Lowe's Profit Slumps 24% in Quarter
Mooresville, NC, Nov. 17, 2008--Lowe's Cos. reported a 24% drop in fiscal third-quarter profit, hurt by consumers paring back on discretionary and big-ticket spending in the face of an uncertain economic outlook.
The company said net income in the quarter ended Oct. 31 fell to $488 million, or $0.33 a share, from $643 million, or $0.43 a year earlier.
Sales rose 1.4% to $11.7 billion.
For the year, Lowe's pegged its profit estimate at $1.46 to $1.54 a share with comparable-store sales declining as much as 7%. That fell short of its previous projection of profit of as much as $1.56.
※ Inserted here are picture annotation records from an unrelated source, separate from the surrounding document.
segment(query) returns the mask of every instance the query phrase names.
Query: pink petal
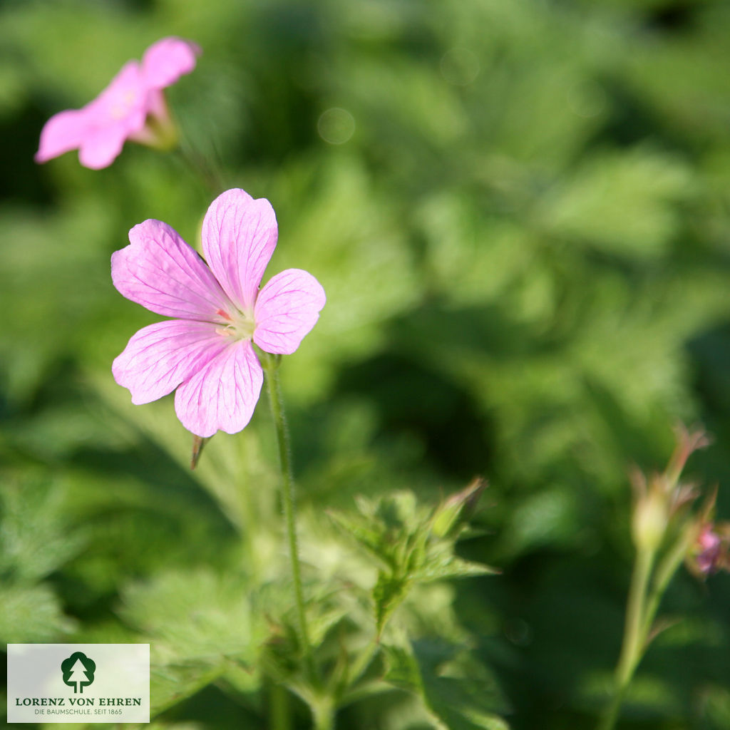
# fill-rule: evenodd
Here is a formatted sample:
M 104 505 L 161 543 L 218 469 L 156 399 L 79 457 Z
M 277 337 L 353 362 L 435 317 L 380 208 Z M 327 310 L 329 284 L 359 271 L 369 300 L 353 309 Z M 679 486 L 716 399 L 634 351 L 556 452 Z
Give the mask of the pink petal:
M 152 219 L 112 256 L 112 280 L 128 299 L 165 317 L 225 322 L 233 305 L 200 256 L 173 228 Z
M 122 151 L 128 134 L 120 125 L 99 127 L 87 133 L 79 150 L 79 161 L 92 170 L 108 167 Z
M 165 88 L 189 74 L 201 53 L 199 46 L 181 38 L 163 38 L 153 44 L 145 51 L 142 61 L 147 88 Z
M 287 269 L 258 293 L 253 341 L 267 353 L 291 355 L 319 319 L 326 298 L 322 285 L 301 269 Z
M 219 429 L 235 434 L 251 420 L 263 382 L 250 340 L 234 342 L 177 388 L 177 418 L 204 438 Z
M 242 312 L 253 310 L 264 271 L 276 247 L 274 209 L 234 188 L 210 204 L 203 220 L 203 253 L 220 285 Z
M 82 109 L 72 109 L 54 115 L 41 131 L 36 162 L 48 160 L 80 145 L 88 128 L 88 120 Z
M 144 327 L 112 365 L 114 379 L 139 405 L 172 393 L 230 345 L 215 324 L 169 320 Z

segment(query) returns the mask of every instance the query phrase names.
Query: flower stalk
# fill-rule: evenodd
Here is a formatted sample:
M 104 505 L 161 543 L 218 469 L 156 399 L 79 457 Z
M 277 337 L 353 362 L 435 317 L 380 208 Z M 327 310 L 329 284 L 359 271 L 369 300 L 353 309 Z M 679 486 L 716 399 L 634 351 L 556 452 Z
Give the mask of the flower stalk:
M 661 474 L 648 480 L 632 474 L 634 491 L 631 538 L 636 559 L 626 603 L 626 623 L 611 702 L 599 730 L 613 730 L 626 692 L 647 648 L 658 633 L 655 619 L 661 599 L 682 562 L 689 558 L 707 515 L 695 515 L 689 506 L 698 496 L 680 481 L 690 455 L 708 440 L 702 430 L 678 429 L 677 446 Z M 710 501 L 714 504 L 714 497 Z M 709 507 L 704 510 L 707 512 Z
M 310 676 L 314 679 L 315 669 L 310 642 L 309 631 L 307 626 L 307 616 L 304 611 L 304 591 L 301 588 L 301 569 L 299 562 L 299 545 L 296 537 L 296 503 L 294 501 L 294 479 L 291 468 L 291 453 L 289 446 L 289 431 L 284 415 L 284 408 L 281 398 L 281 388 L 279 384 L 279 364 L 280 356 L 261 353 L 264 372 L 269 395 L 269 405 L 271 408 L 274 426 L 276 430 L 277 443 L 279 449 L 279 466 L 282 477 L 282 506 L 284 520 L 286 524 L 287 539 L 289 545 L 289 559 L 291 563 L 291 577 L 294 586 L 294 601 L 296 606 L 297 629 L 299 645 L 304 656 L 304 665 Z

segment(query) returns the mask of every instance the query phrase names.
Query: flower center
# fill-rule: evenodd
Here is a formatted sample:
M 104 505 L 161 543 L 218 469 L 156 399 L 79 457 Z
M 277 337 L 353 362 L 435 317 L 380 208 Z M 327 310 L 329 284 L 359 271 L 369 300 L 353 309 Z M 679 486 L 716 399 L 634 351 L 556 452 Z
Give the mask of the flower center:
M 221 337 L 235 339 L 251 339 L 253 337 L 256 326 L 253 316 L 238 310 L 234 310 L 232 314 L 223 310 L 218 310 L 215 313 L 219 316 L 218 322 L 222 326 L 215 331 Z

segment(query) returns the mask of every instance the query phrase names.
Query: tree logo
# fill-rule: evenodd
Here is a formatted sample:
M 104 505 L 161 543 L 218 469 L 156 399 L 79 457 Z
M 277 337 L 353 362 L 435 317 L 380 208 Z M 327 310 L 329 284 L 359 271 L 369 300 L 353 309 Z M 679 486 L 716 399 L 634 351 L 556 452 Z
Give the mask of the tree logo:
M 64 683 L 74 688 L 74 694 L 83 694 L 84 687 L 93 682 L 93 673 L 96 663 L 85 654 L 76 651 L 61 663 L 61 671 L 64 672 Z

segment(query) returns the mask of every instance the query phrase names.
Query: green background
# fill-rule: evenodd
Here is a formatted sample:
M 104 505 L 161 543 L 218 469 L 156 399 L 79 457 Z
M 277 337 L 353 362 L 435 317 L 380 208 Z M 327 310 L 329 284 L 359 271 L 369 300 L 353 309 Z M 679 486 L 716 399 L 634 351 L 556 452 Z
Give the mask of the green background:
M 468 633 L 515 730 L 593 726 L 632 560 L 628 467 L 661 469 L 674 424 L 700 421 L 715 441 L 689 472 L 730 517 L 730 5 L 6 0 L 6 642 L 192 656 L 234 626 L 245 653 L 260 617 L 226 576 L 286 569 L 264 399 L 191 472 L 172 399 L 132 406 L 110 372 L 159 319 L 114 289 L 111 253 L 148 218 L 194 243 L 212 193 L 131 144 L 99 172 L 33 162 L 47 118 L 168 35 L 203 49 L 168 93 L 185 139 L 277 212 L 264 280 L 296 266 L 327 292 L 282 366 L 307 573 L 345 569 L 327 509 L 396 489 L 435 504 L 483 474 L 460 550 L 502 574 L 437 585 L 418 631 Z M 730 580 L 683 571 L 664 612 L 683 620 L 622 726 L 730 729 Z M 245 682 L 191 690 L 160 726 L 264 726 Z M 407 707 L 364 699 L 340 724 L 430 726 Z

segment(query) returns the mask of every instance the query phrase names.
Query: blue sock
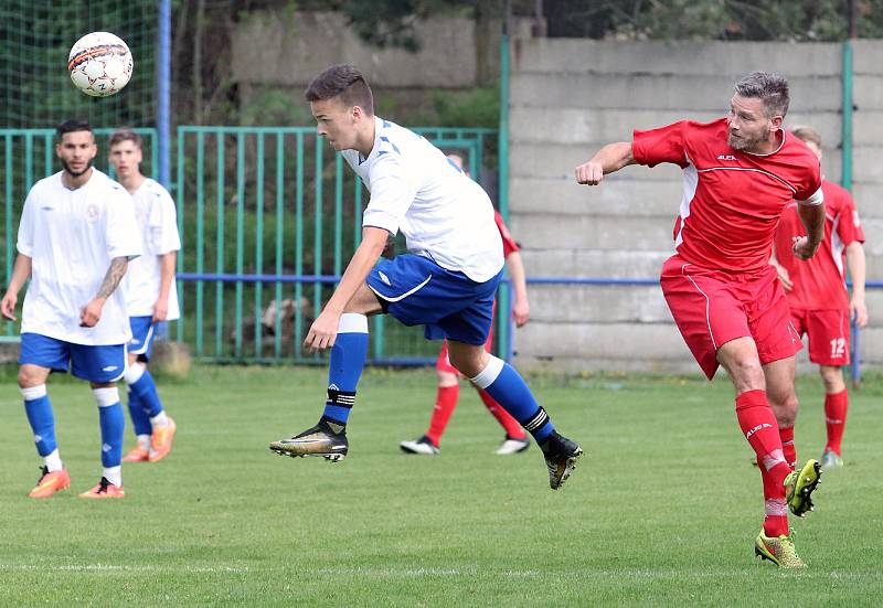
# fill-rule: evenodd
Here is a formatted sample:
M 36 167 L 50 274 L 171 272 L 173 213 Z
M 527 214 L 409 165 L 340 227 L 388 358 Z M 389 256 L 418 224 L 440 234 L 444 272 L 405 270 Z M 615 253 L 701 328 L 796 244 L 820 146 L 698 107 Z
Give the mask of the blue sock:
M 141 408 L 148 415 L 148 423 L 150 423 L 150 418 L 162 413 L 162 402 L 159 401 L 157 384 L 153 382 L 153 376 L 150 375 L 150 372 L 145 370 L 141 377 L 129 384 L 129 391 L 134 393 L 141 403 Z M 134 416 L 132 420 L 135 420 Z M 150 435 L 150 430 L 148 430 L 146 435 Z
M 129 416 L 131 425 L 135 427 L 135 435 L 150 435 L 153 433 L 153 425 L 150 424 L 150 414 L 145 412 L 141 399 L 131 388 L 129 390 Z
M 22 394 L 24 395 L 24 413 L 28 414 L 28 422 L 34 434 L 36 452 L 46 457 L 58 447 L 55 441 L 55 416 L 46 394 L 46 385 L 22 388 Z
M 485 370 L 470 380 L 530 431 L 538 444 L 545 441 L 555 430 L 549 414 L 536 403 L 524 380 L 509 363 L 491 355 Z
M 368 317 L 348 312 L 340 327 L 328 365 L 328 401 L 322 419 L 347 425 L 355 403 L 355 386 L 368 356 Z
M 92 392 L 98 404 L 98 425 L 102 427 L 102 466 L 119 467 L 123 460 L 123 434 L 126 430 L 119 391 L 114 386 L 93 388 Z

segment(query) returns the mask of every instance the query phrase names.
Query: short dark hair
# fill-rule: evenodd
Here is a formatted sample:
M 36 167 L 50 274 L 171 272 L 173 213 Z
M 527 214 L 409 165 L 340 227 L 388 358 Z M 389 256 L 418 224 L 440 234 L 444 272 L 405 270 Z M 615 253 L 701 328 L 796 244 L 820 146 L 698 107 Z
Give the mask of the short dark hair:
M 370 116 L 374 116 L 374 96 L 371 87 L 353 65 L 332 65 L 312 79 L 304 96 L 307 102 L 340 97 L 348 108 L 359 106 Z
M 767 118 L 788 114 L 788 81 L 778 74 L 752 72 L 734 87 L 736 95 L 760 99 Z
M 141 149 L 141 136 L 131 129 L 119 129 L 114 131 L 114 135 L 110 136 L 109 146 L 113 148 L 117 143 L 123 143 L 124 141 L 131 141 L 135 143 L 136 148 L 139 150 Z
M 819 149 L 821 150 L 821 136 L 819 135 L 819 131 L 817 131 L 812 127 L 807 127 L 806 125 L 799 125 L 796 127 L 791 127 L 791 132 L 800 141 L 811 141 L 812 143 L 818 146 Z
M 65 120 L 57 127 L 55 127 L 55 135 L 58 136 L 61 140 L 64 134 L 73 134 L 76 131 L 89 131 L 92 132 L 92 127 L 89 124 L 79 118 L 72 118 L 71 120 Z

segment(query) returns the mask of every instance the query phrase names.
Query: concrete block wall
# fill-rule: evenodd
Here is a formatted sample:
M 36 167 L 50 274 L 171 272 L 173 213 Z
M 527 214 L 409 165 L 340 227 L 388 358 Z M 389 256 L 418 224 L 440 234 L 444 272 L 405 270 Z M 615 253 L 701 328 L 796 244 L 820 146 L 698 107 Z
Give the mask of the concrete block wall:
M 869 239 L 869 279 L 883 278 L 883 43 L 855 46 L 854 174 Z M 787 125 L 823 138 L 823 171 L 841 173 L 839 44 L 514 40 L 511 46 L 510 218 L 529 276 L 656 278 L 672 253 L 681 171 L 630 167 L 599 188 L 574 168 L 631 130 L 728 109 L 733 83 L 754 70 L 788 77 Z M 698 372 L 658 287 L 530 288 L 532 321 L 515 335 L 525 369 Z M 869 292 L 883 319 L 883 291 Z M 879 311 L 875 314 L 875 311 Z M 883 323 L 862 356 L 883 365 Z

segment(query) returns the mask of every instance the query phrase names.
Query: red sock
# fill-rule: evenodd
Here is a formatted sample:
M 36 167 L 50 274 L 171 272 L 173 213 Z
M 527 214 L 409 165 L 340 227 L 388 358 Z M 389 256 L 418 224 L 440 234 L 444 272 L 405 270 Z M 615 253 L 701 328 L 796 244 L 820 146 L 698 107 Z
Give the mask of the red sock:
M 510 416 L 509 412 L 503 409 L 499 403 L 493 401 L 493 397 L 491 397 L 487 391 L 478 388 L 478 396 L 485 402 L 488 410 L 497 418 L 500 426 L 506 429 L 507 437 L 510 439 L 526 439 L 528 436 L 524 434 L 524 429 L 521 428 L 521 425 L 518 424 L 518 420 Z
M 736 418 L 742 433 L 757 455 L 764 481 L 764 532 L 767 536 L 788 534 L 785 478 L 791 472 L 781 450 L 776 416 L 765 391 L 746 391 L 736 397 Z
M 429 420 L 429 430 L 426 431 L 426 437 L 429 438 L 435 447 L 438 447 L 438 444 L 442 441 L 442 436 L 445 434 L 445 428 L 448 426 L 450 415 L 454 414 L 454 408 L 457 407 L 457 397 L 459 395 L 459 384 L 438 387 L 438 393 L 435 397 L 435 408 L 433 409 L 433 418 Z
M 826 450 L 840 456 L 840 441 L 843 439 L 843 427 L 847 426 L 849 393 L 845 388 L 833 395 L 825 395 L 825 426 L 828 427 Z
M 794 470 L 797 462 L 797 448 L 794 447 L 794 427 L 779 427 L 779 439 L 781 439 L 781 452 L 785 455 L 785 461 Z

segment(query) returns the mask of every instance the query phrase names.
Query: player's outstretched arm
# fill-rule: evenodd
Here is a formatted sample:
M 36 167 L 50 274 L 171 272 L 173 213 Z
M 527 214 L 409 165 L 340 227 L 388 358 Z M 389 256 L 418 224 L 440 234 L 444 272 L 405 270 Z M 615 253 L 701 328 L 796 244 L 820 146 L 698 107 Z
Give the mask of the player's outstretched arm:
M 821 245 L 825 237 L 825 204 L 797 204 L 797 213 L 807 230 L 807 236 L 794 239 L 794 255 L 800 259 L 809 259 Z
M 528 301 L 528 281 L 524 275 L 524 263 L 521 254 L 512 252 L 506 258 L 509 268 L 509 278 L 512 281 L 512 320 L 515 327 L 521 327 L 531 318 L 531 305 Z
M 847 245 L 847 267 L 852 279 L 849 314 L 855 324 L 863 328 L 868 324 L 868 307 L 864 305 L 864 246 L 858 241 Z
M 312 322 L 307 338 L 304 340 L 304 348 L 317 351 L 330 349 L 334 345 L 340 326 L 340 316 L 347 309 L 347 305 L 365 282 L 368 274 L 376 264 L 377 258 L 386 246 L 389 232 L 383 228 L 365 226 L 362 228 L 362 243 L 352 255 L 352 259 L 347 265 L 343 276 L 340 277 L 334 295 L 325 305 L 322 312 Z
M 119 281 L 123 280 L 123 276 L 126 274 L 126 268 L 128 267 L 129 258 L 126 256 L 115 257 L 110 260 L 110 267 L 107 269 L 107 273 L 104 276 L 104 280 L 102 281 L 102 286 L 98 288 L 98 292 L 79 312 L 79 327 L 94 328 L 96 324 L 98 324 L 98 321 L 102 319 L 102 309 L 104 308 L 104 302 L 107 301 L 107 298 L 110 297 L 110 294 L 113 294 L 119 286 Z
M 576 183 L 597 185 L 604 175 L 635 164 L 630 141 L 608 143 L 598 150 L 592 160 L 576 168 Z
M 12 277 L 9 279 L 9 287 L 3 295 L 3 300 L 0 302 L 0 311 L 3 317 L 10 321 L 15 321 L 15 305 L 19 301 L 19 291 L 31 276 L 31 258 L 26 255 L 19 254 L 15 257 L 15 265 L 12 267 Z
Sales got a pick-up in demand from home maintenance and outdoor projects as well as from hurricane-related boost in the Gulf Coast, but they weren't enough to offset the negative impact of consumers continuing to delay discretionary and bigger-ticket purchases that led to a drop in sales at stores open at least a year, Lowe's said.
"We expect continued, broad-based external pressures on our industry, as rising unemployment, falling home prices, tight credit and volatile equity markets continue to erode consumer confidence and impact sales," said Chief Executive Robert Niblock.
Lowe's is controlling expenses and has said it would pare back its store-opening plan.